De même que la mairesse déclare avec fierté que son petit village présente le plus fort taux de participation aux élections. Et pourquoi ?
On parle de Platon au bord du fleuve, le président est là, c’est comme une faille spatio temporelle, une rencontre du troisième type. Et tout ça grâce au rayonnement d’un homme comme Charles Camara qui lutte pour que les choses changent.
Finalement, on n’a pas encore parlé de ce Prytanée militaire qui accepte en son sein de tels professeurs.

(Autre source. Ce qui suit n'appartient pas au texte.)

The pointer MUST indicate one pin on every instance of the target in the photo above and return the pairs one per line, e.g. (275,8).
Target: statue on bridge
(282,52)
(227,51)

L’école a changé plusieurs fois de nom. Produit de la colonisation, on l’appelait « l’école des otages » car les français y récupéraient les enfants des chefs. Ils les avaient sous la main, et pouvaient exercer une pression sur les familles. Le but était de fabriquer une élite francophile, sensée préparer le relais entre la France et l’Afrique. Après les indépendances, les africains, décident d’en faire un lieu panafricain, le programme en devient : les Etats Unis d’Afrique et la révolte contre la France va se fomenter à partir de ces écoles-là. Ça a tellement bien marché que tous les coups d’état ont été menés par des anciens enfants de troupe : Sankara ou Bokassa sont passés à St Louis.
Mais le sentiment d’appartenir à l’élite génère un glissement et l’école se met à penser qu’elle produit les meilleurs parce qu’elle est militaire. Et donc au Sénégal, comme dans d’autres pays l’institution militaire peut devenir un danger à l’intérieur de l’état...
Le dernier plan du film montre une pirogue sur le fleuve...encore une intention ?
L’ Afrique est tellement sous développée, qu’on ne parle que de ce qui échoue. Quand on voit une pirogue on ne peut s’empêcher de penser aux candidats à l’exil qui franchissent la mer pour tenter de survivre. Mais ce peut être aussi des gens qui vont à la pêche, tout simplement.